CRDT - Replicated Data Types
Wikipedia has a generally good introductory article on CRDTs. Conflict-free replicated data types are subdivided into two main subtypes: op-based Commutative (CmRDT) and state-based Convergent (CvRDT). CvRDT was originally defined in terms of merging state snapshots. CmRDT was defined in terms of applying atomic ops to the state.
Although the two types are formally equivalent, there is a great difference from the engineering perspective. The op-based subtype needs a "causal broadcast" layer that provides exactly-once delivery guarantees for mutations (ops). The state-based subtype needs more of per-object metadata to merge any two versions of that object.
Despite the differences, there was a great deal of convergence between those two types.
CmRDT (op-based)
The top difficulty of the op-based approach is the exactly-once op delivery. We believe that difficulty to be greatly exaggerated. From the standpoint of some abstract lossy message-passing environment that may be hard indeed. Practically, many of those problems are reliably solved in existing systems. The Swarm solves exactly-once delivery by combining:
- unique op identifiers,
- a log-structured storage engine and
- a TCP-like reliable transport.
Technically, the key advantage of CmRDT is the efficient propagation of mutations. One op only carries its change, and not the rest of the object's state. In line with the classic state machine replication model, CmRDT may compress its op log into a state snapshot.

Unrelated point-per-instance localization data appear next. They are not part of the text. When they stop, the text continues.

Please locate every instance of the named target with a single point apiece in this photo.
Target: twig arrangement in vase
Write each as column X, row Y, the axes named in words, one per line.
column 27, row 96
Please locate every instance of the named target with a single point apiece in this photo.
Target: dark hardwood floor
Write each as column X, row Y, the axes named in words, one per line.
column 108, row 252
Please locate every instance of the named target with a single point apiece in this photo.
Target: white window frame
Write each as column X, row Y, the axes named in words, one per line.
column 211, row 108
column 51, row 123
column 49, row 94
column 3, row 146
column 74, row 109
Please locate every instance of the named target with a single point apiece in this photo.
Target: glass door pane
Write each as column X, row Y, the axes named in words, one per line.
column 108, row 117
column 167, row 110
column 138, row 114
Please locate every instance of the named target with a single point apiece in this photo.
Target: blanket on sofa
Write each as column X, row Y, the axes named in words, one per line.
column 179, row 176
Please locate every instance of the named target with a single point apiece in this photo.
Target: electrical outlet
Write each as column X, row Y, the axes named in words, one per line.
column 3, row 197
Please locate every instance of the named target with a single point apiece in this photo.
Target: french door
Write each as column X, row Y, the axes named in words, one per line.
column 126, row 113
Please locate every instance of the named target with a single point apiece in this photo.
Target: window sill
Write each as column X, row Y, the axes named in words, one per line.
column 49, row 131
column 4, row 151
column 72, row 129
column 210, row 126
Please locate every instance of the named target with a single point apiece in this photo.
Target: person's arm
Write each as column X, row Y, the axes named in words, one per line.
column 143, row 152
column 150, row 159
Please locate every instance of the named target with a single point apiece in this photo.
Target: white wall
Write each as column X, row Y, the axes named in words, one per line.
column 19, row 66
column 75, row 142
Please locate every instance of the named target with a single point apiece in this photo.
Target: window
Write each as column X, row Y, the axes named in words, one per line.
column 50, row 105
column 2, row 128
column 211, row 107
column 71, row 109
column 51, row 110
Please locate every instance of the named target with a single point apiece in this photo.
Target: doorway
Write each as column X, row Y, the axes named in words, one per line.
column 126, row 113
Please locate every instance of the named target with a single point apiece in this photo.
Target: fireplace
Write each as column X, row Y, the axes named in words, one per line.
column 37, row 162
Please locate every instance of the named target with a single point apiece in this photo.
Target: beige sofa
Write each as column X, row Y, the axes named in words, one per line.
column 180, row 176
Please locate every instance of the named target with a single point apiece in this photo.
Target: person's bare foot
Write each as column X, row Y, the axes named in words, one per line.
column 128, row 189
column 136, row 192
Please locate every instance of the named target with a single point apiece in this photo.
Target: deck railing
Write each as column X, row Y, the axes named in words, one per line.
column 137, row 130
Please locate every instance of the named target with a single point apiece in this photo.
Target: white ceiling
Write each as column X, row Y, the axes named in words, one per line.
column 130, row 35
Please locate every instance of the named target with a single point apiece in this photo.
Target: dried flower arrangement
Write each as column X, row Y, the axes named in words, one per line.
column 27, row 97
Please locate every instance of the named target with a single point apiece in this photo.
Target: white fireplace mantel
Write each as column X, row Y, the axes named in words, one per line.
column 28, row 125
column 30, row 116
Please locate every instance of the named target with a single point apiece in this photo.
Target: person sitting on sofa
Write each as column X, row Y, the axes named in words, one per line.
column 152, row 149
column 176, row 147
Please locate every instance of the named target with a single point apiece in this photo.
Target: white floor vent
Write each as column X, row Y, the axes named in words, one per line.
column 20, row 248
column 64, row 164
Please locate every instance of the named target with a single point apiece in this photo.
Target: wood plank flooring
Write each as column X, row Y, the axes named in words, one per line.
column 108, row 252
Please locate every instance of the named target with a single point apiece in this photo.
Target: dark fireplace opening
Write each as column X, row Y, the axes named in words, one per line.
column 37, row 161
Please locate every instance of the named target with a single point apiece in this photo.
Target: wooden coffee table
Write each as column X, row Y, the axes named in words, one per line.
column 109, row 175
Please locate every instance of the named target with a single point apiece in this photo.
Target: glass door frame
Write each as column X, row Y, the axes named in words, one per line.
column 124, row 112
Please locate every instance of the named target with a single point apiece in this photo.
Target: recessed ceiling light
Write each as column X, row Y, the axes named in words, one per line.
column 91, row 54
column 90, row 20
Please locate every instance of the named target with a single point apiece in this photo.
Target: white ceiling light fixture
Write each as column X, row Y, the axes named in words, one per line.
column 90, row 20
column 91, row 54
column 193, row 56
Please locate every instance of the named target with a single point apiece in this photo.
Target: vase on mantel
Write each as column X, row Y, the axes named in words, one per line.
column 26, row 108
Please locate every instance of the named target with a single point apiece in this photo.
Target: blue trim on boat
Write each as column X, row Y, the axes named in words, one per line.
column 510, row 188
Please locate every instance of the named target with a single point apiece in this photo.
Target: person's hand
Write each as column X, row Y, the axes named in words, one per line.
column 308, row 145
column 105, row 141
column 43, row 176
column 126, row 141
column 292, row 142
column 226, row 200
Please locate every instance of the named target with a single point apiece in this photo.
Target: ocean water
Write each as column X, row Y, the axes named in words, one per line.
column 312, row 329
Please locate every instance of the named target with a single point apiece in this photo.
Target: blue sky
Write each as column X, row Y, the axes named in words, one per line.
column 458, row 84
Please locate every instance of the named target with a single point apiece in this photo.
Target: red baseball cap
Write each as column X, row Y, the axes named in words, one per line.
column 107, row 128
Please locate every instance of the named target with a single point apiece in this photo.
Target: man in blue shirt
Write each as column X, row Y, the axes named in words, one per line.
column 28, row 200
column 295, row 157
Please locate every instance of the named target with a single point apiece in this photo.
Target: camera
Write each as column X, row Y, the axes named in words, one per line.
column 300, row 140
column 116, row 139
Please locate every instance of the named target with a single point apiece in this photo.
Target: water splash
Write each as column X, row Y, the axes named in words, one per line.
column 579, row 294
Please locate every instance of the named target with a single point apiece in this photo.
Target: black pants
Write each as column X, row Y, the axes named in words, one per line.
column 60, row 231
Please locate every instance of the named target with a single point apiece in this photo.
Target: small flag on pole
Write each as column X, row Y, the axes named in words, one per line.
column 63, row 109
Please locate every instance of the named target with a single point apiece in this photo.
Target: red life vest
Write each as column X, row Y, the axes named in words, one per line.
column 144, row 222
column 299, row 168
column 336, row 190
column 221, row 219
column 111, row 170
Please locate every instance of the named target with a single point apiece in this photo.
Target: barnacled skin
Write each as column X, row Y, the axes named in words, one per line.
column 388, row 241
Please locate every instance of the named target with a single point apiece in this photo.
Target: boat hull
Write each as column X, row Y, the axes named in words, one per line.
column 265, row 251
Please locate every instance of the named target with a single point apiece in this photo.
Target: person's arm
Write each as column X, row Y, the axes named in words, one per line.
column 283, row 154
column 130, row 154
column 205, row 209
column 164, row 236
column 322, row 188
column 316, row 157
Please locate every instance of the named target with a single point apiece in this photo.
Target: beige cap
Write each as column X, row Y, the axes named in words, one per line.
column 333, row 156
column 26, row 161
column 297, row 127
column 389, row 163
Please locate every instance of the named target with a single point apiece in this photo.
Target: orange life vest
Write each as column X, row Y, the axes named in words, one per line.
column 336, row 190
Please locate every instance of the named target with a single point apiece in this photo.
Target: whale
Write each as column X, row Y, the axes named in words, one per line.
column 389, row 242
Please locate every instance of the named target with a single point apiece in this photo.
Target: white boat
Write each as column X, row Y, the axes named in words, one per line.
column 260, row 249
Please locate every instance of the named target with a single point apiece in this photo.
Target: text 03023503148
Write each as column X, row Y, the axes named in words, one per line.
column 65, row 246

The biggest win is architectural: orthogonality of concerns. Ops are immutable. The broadcast layer can store and forward ops based on generic type-independent rules. As the broadcast solves delivery issues, data type implementation is greatly simplified too.
CvRDT (state-based)
CvRDTs are rather forgiving to the delivery order. Actually, the mutation delivery order does not matter at all. The cost of such a resilience is more of per-object metadata. Objects can only be delivered as a full state snapshot, including all of the metadata. That is especially painful for client-side use. Just imagine that your Google Doc re-downloads itself on every your keystroke (Google Docs is op-based, but not CRDT).
Delta-enabled CvRDT resolve that inefficiency. Deltas take the middle ground between state and ops. They only carry the changed state. The cost of efficiency is the new requirement: at-least-once delivery. That puts "delta-enabled state-based" much closer to "snapshot-enabled op-based" in terms of abilities and requirements.
Some less-severe issues remain:
- delta handling is type-specific,
- deltas are mutable, and
- objects still carry metadata for state-to-state merge.
The main deficiency of CvRDT is also architectural. There is no clear separation of concerns between the transport/broadcast layer and the CRDT/math layer. They entangle.